24. 対象におけるウイルス感染を予防または治療することに使用するための、請求項１９～２１のいずれか一項に記載の医薬組成物。
25. 麻疹感染を予防することに使用するための、請求項１９～２１のいずれか一項に記載の医薬組成物。
26. 癌を治療する方法であって、それを必要とする対象に、請求項１９～２１のいずれか一項に記載の医薬組成物を投与することを含む、方法。
27. 手術、化学療法、放射線療法、および免疫療法から選択される追加の抗癌療法をさらに含む、請求項２６に記載の方法。
28. 前記対象に、追加の免疫調節剤、活性化リンパ球細胞、キナーゼ阻害剤、化学療法剤、または任意の他の抗癌剤を投与することをさらに含む、請求項２６または２７のいずれか一項に記載の方法。
29. 前記追加の免疫調節剤が免疫チェックポイント分子に対する抗体である、請求項２８に記載の方法。
30. 前記癌が固形癌である、請求項２６～２９のいずれか一項に記載の方法。
31. 前記癌が血液癌である、請求項２６～２９のいずれか一項に記載の方法。
32. 治療することが、対象における転移の形成、増殖、または拡散を防止または低減することをもたらす、請求項２６～３１のいずれか一項に記載の方法。
33. 癌を治療する方法であって、それを必要とする対象に、ヒトネクチン４と結合する抗体またはそのフラグメントを投与することを含み、前記抗体またはそのフラグメントがいずれの毒素または抗腫瘍剤ともコンジュゲートされていない、方法。
34. 前記抗体またはそのフラグメントが、腫瘍細胞でネクチン４とネクチン１との間の相互作用を阻害する、請求項３３に記載の方法。
35. 前記投与することが、Ｔ細胞リンパ球および／またはナチュラルキラー（ＮＫ）細胞をさらに投与することを含む、請求項３３に記載の方法。
36. 対象における癌を診断する方法であって、生物学的試料を請求項１～１１のいずれか一項に記載の抗体または抗体フラグメントと接触させることを含む、方法。

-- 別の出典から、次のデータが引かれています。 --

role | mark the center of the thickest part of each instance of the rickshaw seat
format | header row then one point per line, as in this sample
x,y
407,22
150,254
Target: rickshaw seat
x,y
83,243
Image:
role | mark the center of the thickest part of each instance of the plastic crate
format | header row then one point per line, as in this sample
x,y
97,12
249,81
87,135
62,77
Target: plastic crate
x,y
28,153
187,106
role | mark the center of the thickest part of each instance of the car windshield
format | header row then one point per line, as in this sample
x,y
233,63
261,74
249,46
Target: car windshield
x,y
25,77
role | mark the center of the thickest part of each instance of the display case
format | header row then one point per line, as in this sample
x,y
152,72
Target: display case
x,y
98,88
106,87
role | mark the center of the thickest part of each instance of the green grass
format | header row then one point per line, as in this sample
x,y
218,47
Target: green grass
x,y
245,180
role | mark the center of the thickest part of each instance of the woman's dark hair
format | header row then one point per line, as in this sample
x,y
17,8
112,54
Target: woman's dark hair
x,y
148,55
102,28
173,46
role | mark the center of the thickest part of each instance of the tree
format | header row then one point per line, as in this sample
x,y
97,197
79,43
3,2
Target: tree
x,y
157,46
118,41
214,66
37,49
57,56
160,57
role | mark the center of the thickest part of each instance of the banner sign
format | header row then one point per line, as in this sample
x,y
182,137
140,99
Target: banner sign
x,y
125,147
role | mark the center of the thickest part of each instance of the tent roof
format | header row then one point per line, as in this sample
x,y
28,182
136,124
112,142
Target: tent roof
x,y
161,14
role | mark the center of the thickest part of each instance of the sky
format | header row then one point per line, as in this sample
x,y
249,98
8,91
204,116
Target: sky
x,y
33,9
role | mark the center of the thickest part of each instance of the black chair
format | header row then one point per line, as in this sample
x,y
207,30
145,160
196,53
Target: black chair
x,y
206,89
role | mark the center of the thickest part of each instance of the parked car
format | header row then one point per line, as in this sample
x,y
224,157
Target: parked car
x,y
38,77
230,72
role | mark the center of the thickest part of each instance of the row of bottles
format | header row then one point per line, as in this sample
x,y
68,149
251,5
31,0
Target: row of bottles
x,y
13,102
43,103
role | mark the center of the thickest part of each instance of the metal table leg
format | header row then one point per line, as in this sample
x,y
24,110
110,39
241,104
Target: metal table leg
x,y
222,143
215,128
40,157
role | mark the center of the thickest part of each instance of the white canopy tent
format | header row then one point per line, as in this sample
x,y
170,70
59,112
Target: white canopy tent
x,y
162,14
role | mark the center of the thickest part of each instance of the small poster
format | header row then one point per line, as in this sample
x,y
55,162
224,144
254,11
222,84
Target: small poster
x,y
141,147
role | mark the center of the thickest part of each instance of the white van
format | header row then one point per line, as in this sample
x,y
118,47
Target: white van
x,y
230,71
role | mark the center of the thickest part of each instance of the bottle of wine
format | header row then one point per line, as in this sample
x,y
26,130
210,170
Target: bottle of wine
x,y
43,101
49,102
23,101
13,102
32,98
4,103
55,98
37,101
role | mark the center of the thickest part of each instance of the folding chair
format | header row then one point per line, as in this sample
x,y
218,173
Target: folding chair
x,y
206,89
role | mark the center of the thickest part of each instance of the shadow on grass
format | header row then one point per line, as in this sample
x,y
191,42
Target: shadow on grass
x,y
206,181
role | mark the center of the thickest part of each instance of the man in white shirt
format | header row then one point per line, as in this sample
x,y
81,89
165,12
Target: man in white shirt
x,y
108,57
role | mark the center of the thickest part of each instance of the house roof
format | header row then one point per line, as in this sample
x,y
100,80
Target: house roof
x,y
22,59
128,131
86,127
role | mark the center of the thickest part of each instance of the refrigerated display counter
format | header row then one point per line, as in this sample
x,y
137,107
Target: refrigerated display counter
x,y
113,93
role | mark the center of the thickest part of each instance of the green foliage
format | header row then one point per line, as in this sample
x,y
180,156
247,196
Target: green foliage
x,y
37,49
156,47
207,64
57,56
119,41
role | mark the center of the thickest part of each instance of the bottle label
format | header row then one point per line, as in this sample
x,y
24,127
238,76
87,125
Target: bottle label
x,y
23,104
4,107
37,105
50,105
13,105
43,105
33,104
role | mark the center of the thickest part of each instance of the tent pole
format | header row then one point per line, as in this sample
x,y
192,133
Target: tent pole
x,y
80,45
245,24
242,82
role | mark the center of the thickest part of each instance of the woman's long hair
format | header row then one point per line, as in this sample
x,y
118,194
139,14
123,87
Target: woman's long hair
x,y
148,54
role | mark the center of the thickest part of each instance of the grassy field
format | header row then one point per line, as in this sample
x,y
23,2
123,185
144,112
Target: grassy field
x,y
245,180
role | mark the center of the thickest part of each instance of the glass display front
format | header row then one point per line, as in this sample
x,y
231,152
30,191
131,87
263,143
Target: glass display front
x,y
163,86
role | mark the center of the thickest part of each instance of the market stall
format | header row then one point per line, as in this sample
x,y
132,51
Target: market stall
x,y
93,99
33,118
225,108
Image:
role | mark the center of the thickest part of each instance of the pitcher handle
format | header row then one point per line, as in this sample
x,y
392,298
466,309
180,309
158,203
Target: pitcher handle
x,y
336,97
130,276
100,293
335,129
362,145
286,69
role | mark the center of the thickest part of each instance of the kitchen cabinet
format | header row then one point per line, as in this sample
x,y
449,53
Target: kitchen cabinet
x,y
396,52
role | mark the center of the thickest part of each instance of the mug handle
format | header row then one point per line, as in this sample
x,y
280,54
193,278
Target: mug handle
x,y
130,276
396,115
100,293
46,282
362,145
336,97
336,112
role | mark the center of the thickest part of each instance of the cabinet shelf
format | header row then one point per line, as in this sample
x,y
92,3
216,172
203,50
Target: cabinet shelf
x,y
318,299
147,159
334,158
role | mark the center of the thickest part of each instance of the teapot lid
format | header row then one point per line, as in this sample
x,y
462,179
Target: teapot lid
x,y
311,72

37. 対象における癌を診断するためのキットであって、請求項１～１１のいずれか一項に記載の少なくとも１つの抗体または抗体フラグメントを含む、キット。
38. ネクチン４と結合することができる細胞外部分を含む、キメラ抗原受容体（ＣＡＲ）。
39. 請求項１～１１のいずれか一項に記載の少なくとも１つの抗体または抗体フラグメントを含む、キメラ抗原受容体（ＣＡＲ）。
40. 配列番号３２または３４を含む抗原結合ドメイン、膜貫通ドメイン、および細胞内Ｔ細胞またはＮＫ細胞シグナル伝達ドメインを含む、請求項３９に記載のＣＡＲ。
41. 請求項３８～４０のいずれか一項に記載のＣＡＲを発現するように操作された、Ｔ細胞またはＮＫ細胞の集団。
42. 癌を治療する方法であって、それを必要とする対象に、請求項３８～４０のいずれか一項に記載のＣＡＲを発現する少なくとも１つの細胞を投与することを含む、方法。